Character Lab Playbook: Emotional Intelligence

Character Lab playbooks offer research-based tips, guidance, and activities for helping children develop specific character strengths.

Practicing Positive Emotions

Completing this TeensHealth activity will encourage adolescents to consider how they can have "daily helpings of positive emotions."

Understand Stress and Stressors

Invite self-reflection on stress and behavior. When youth feel stressed, you may have an opportunity to ask:

  • How does your body feel when you're stressed? Are your muscles or stomach tight or sore? Are your hands clenched? How is your breathing?
  • What are you feeling? Angry or sad?
  • What are you thinking of?
  • When you feel like this, what can you do to calm yourself down?

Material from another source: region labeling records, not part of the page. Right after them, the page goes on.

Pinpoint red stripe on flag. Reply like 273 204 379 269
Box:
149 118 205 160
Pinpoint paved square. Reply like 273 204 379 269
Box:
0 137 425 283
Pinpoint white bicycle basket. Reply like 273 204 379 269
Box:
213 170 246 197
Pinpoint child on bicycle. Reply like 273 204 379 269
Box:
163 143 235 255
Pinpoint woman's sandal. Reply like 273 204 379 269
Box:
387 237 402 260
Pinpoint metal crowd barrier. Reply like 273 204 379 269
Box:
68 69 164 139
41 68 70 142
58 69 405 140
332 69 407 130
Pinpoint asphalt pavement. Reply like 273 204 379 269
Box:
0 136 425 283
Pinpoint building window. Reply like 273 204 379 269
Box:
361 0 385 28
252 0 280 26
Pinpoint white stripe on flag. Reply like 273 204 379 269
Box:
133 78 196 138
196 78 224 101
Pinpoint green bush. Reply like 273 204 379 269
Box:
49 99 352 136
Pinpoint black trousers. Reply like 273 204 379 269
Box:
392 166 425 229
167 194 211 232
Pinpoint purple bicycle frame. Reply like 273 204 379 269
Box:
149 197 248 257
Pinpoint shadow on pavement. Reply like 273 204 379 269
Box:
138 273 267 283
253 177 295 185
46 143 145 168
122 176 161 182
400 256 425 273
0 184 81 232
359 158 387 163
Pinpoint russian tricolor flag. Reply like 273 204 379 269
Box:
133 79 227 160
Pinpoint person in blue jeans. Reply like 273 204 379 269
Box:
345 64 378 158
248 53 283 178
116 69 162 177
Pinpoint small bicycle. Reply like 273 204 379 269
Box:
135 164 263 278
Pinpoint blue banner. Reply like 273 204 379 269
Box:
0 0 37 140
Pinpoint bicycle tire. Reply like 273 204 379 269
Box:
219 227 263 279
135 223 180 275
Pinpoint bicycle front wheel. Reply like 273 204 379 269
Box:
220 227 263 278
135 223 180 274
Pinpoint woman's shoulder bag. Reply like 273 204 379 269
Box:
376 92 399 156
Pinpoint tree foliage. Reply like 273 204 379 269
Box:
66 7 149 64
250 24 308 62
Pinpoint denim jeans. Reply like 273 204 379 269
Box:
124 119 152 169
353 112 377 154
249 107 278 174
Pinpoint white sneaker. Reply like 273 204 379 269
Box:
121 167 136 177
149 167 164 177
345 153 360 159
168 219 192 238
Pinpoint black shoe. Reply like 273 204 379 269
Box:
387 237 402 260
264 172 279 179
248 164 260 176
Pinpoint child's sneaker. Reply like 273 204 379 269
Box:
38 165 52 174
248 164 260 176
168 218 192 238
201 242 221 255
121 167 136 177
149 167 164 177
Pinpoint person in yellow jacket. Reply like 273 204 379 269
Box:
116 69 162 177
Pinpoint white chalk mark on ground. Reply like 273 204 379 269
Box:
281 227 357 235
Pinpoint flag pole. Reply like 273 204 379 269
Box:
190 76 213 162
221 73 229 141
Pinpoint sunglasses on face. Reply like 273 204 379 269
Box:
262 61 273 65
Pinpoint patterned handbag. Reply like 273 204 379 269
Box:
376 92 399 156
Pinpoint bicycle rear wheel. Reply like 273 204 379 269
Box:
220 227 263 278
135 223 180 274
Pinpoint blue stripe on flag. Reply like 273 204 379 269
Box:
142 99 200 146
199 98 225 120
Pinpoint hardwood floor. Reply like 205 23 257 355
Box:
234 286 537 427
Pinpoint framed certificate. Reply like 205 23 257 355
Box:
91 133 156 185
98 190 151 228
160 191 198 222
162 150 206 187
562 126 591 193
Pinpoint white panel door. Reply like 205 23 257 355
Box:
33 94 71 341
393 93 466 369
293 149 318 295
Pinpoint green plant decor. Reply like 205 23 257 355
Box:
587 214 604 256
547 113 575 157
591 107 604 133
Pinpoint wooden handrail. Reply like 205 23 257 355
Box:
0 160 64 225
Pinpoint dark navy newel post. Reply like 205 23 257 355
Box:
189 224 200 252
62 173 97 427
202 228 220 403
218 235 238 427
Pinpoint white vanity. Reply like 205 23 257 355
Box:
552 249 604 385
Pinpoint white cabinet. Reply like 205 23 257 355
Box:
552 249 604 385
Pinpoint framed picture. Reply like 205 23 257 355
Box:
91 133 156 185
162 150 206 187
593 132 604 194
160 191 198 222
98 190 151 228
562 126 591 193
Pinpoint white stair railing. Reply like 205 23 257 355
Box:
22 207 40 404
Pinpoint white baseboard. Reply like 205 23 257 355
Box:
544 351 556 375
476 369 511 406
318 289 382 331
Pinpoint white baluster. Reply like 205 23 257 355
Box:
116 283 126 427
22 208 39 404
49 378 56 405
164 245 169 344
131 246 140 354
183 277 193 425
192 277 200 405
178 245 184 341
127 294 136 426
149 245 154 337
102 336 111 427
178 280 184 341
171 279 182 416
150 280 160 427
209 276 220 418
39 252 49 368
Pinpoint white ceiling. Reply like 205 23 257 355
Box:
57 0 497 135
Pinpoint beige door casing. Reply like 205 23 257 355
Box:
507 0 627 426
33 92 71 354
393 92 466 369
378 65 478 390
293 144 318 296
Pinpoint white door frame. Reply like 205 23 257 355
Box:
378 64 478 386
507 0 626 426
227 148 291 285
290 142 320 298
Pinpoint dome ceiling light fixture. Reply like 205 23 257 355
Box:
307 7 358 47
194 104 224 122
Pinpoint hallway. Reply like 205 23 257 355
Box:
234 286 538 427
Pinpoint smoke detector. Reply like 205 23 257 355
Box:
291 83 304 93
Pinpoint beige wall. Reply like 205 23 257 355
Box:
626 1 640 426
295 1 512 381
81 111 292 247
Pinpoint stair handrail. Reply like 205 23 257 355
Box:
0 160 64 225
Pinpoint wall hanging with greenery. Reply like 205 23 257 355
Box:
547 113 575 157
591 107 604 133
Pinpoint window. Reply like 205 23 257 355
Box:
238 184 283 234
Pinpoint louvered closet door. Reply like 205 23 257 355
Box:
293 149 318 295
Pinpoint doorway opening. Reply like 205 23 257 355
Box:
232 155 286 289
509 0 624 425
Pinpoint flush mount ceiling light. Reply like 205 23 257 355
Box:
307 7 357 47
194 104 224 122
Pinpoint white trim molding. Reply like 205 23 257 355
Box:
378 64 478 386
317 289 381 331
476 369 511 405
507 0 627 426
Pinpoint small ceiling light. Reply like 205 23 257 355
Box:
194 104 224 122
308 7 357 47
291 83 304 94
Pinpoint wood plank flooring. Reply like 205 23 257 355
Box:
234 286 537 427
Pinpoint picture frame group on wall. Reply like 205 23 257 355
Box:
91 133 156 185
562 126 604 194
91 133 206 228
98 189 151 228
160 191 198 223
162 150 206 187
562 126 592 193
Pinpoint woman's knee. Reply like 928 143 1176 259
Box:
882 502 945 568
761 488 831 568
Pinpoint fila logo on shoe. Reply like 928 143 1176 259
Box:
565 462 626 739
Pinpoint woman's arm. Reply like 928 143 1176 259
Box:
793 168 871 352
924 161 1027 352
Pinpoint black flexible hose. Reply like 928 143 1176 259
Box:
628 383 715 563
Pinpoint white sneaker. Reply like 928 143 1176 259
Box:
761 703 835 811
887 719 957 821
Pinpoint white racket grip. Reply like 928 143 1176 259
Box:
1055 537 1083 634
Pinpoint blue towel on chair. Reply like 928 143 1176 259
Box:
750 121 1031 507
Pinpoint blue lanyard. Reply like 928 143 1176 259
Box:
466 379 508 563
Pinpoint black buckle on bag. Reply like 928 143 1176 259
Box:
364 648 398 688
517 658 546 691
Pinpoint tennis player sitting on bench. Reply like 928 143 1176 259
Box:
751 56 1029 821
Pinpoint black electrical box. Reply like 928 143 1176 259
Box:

KidsHealth: The Story on Stress (Kids' Pages)

Written for elementary school age youth, these interactive web pages provide information and guidance on how to identify stressors and cope with them. The website is supported by the Nemours Foundation.

KidsHealth: Stress and Coping Center (Teen Pages)

Written for adolescents, these interactive web pages provide information and guidance on how to identify stressors and cope with them.

AnxietyBC Youth

The Anxiety Disorder Association of British Columbia maintains this interactive website with dedicated pages for youth. Using multimedia and different engagement strategies, these web pages include resources on fears, stressors, coping skills, and personal stories.